It’s a Thursday afternoon in early May and Victoria Uzzell ’24, alongside her Bryant peers, is visiting Scituate Middle School. Winding through the halls that lead to the school’s eighth grade classrooms, the group of 14 splits in two — one to an English class and the other heading to a social studies room. Seeing the familiar faces of the teens they’d met on Zoom earlier in the semester, undergrads are eager to share what they have in store.
The middle school visit is part of a 15-week project for a course in the Communication and Language Studies department that focuses on digital technology and its societal impact. Students partnered with Scituate Middle School teachers to increase the thirteen- and fourteen-year-olds’ digital literacy skills through an hour-long workshop.
“Kids are not only starting to develop their independence and identity at that middle school age, but they're also starting to increase their digital usage,” says Communication and Language Studies Department Chair Chris Morse, Ph.D., who is heading the course. “They are at a point where a sense of digital literacy is imperative, so they do not put themselves into bad situations.”
Using activities to engage Scituate eighth graders and encourage participation, Uzzell’s group starts their workshop with a sticky note brainstorm where middle schoolers respond to simple questions in groups — an inspiration from the university’s Innovation and Design Experience for All program. Combining Bulldog spirit with digital literacy, Morse’s students include a game called Tupper's Dos and Don'ts.
RELATED ARTICLE: At IDEA 2024, first-year students find passion and purpose in design thinking
“During this activity, eighth graders looked at social media posts we created using the Tupper mascot and then had to identify which were good posts and which were bad posts. They then had to explain how to fix the bad posts,” reflects Uzzell.

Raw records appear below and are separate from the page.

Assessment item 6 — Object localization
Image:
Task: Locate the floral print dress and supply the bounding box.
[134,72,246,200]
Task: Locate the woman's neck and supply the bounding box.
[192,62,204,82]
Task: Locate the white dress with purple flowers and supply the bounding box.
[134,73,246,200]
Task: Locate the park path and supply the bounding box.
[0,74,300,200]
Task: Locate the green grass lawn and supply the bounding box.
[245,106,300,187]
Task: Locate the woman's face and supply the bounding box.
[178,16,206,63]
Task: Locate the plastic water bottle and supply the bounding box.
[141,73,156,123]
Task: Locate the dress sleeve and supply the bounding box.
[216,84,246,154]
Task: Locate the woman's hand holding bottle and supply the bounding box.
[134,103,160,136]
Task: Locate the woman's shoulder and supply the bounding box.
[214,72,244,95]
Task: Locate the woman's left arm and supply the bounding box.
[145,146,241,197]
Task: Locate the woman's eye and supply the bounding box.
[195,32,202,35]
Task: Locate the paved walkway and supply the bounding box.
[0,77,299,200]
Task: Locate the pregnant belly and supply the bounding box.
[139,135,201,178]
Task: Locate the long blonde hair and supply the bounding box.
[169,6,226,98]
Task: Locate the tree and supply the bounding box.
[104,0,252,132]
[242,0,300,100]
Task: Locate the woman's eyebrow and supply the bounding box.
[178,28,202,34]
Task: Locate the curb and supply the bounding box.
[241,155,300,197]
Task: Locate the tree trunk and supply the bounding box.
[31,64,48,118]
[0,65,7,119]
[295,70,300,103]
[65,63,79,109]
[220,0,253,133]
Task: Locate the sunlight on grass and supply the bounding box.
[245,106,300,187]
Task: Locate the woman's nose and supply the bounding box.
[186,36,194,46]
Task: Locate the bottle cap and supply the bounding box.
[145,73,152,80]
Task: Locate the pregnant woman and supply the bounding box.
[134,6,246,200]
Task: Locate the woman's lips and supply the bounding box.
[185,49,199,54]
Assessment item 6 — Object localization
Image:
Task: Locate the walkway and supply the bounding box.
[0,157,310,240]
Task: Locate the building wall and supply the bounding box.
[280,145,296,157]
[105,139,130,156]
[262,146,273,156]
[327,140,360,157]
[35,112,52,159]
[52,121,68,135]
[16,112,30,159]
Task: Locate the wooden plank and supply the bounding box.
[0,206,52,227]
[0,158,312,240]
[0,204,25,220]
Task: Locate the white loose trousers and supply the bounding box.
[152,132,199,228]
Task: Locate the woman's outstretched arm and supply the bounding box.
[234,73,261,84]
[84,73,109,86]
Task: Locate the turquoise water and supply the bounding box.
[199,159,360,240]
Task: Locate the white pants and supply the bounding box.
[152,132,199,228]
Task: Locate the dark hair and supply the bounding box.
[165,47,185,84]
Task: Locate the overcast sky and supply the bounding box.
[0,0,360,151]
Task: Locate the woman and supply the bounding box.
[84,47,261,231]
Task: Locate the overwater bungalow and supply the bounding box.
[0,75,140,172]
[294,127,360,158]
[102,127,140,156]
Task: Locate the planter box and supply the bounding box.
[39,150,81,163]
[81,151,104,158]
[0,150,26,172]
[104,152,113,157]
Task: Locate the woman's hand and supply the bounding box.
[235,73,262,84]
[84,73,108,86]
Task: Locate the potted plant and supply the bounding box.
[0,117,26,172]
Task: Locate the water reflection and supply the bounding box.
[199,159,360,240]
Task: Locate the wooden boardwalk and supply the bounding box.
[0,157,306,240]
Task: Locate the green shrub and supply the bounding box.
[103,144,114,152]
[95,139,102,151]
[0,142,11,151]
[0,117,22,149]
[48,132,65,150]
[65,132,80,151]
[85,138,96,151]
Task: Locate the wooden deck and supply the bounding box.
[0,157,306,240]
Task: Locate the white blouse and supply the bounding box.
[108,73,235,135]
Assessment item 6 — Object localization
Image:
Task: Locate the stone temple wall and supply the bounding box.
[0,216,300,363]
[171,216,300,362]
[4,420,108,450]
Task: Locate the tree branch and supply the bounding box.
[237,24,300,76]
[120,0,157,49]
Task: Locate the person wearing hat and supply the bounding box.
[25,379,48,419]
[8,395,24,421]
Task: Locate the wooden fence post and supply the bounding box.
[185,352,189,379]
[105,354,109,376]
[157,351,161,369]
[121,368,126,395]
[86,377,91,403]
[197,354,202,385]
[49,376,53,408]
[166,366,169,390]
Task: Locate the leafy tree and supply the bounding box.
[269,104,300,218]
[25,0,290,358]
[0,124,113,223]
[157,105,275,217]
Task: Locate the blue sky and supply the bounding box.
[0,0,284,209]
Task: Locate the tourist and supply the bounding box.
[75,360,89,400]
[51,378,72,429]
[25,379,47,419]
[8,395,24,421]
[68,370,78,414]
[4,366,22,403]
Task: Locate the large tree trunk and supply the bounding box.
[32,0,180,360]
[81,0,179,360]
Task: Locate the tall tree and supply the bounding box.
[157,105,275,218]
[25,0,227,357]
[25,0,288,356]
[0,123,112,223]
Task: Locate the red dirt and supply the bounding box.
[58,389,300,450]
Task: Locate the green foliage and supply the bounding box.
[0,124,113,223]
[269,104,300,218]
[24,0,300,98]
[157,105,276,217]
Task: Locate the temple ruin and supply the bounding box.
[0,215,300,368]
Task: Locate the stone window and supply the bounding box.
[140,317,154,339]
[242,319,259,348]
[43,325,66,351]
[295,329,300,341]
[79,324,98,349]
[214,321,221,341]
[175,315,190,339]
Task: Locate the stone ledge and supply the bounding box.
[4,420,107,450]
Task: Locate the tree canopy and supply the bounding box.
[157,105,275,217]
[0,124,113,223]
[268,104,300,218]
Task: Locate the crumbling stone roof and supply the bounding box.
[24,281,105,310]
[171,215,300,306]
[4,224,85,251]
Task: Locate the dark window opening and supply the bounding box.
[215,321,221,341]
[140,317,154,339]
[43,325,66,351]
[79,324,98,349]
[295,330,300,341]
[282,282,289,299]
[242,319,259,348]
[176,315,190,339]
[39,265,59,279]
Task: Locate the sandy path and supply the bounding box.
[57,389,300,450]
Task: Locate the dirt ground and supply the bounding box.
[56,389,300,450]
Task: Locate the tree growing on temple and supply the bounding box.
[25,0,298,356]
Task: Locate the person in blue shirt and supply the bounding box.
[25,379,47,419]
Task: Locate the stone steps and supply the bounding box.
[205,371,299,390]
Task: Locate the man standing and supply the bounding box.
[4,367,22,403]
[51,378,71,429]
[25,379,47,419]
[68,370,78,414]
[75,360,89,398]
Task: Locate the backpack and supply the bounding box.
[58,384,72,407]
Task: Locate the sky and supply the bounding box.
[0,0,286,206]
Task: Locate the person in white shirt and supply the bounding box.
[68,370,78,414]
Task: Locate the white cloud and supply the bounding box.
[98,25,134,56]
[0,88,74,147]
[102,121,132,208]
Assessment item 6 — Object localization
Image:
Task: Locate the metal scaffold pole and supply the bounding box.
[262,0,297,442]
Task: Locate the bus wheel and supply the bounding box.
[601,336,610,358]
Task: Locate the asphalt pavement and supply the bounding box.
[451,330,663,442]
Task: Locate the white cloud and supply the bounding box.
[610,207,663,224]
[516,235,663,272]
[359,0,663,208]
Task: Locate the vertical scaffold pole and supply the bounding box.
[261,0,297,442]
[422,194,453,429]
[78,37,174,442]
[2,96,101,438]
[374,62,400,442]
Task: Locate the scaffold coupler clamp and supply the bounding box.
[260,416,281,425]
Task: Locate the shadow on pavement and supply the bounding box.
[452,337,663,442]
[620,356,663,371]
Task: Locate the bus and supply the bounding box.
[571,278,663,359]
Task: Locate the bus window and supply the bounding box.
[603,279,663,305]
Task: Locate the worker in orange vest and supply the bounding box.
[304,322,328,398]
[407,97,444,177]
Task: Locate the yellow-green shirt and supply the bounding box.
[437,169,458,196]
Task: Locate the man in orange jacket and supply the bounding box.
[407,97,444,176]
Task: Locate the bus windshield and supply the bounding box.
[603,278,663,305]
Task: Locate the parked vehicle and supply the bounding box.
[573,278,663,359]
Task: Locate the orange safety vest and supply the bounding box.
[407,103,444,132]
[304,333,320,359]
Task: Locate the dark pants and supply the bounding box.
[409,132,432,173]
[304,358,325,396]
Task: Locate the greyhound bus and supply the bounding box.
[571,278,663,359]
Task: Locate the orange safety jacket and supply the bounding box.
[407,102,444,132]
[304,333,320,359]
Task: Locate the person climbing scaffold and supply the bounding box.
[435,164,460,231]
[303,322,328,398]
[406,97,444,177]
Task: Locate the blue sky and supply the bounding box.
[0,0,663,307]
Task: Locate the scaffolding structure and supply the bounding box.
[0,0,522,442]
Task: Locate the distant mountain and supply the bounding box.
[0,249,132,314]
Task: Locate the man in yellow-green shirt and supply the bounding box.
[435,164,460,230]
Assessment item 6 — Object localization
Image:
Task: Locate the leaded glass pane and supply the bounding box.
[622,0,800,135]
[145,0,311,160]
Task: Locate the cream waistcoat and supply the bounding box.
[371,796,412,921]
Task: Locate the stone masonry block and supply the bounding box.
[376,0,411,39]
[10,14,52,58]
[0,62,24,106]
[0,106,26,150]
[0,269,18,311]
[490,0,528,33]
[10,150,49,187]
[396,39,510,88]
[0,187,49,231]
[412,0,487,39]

In Morse’s course, students learned everything from what algorithms are and how they work to where ChatGPT pulls its answers from and how emails get from the U.S. to Spain; they also delved into how the digital world impacts society, social structures, identity, family, friends, and romantic relationships.
“Most people use technology but don't understand what they're using,” says Morse, who will run this course again next spring under the name “Digital Literacy, Digital Lives.” “Apple all the way to Google has made money on the fact that you don't have to question how it works. That's great, but it also puts people in potentially dangerous situations because they don't know what's happening with their information.”
In a virtual meet-and-greet between undergrads and middle schoolers, Morse’s students asked the teens what they knew about social media, how they use artificial intelligence, and how they would determine quality sources from problematic sources. Bryant students took that information and, in groups, developed a lesson plan addressing a specific digital literacy topic. Each group then created a short video pitching their workshop idea, followed by Scituate teachers selecting two groups to visit the school.
To bring this project to fruition, Morse collaborated with Bryant’s Center for Teaching Excellence (CTE). The center facilitated the partnership with Scituate Middle School and identified people who could explain to undergraduates how to best communicate with middle school students.
“One of the things CTE is interested in is building our experiences with community learning and community partnerships; these components have been an important part of the way we're heading in a lot of our different disciplines,” says Terri Hasseler, Ph.D., CTE director.
She notes that when working with community members and organizations, undergrads seek to understand their partner’s needs and work in collaboration to support them and find a solution.
“Bryant, as a member of the community of Rhode Island and regionally, has the responsibility to be a good partner by taking the expertise we have on campus and working closely with community partners on issues that are important to them,” Hasseler says.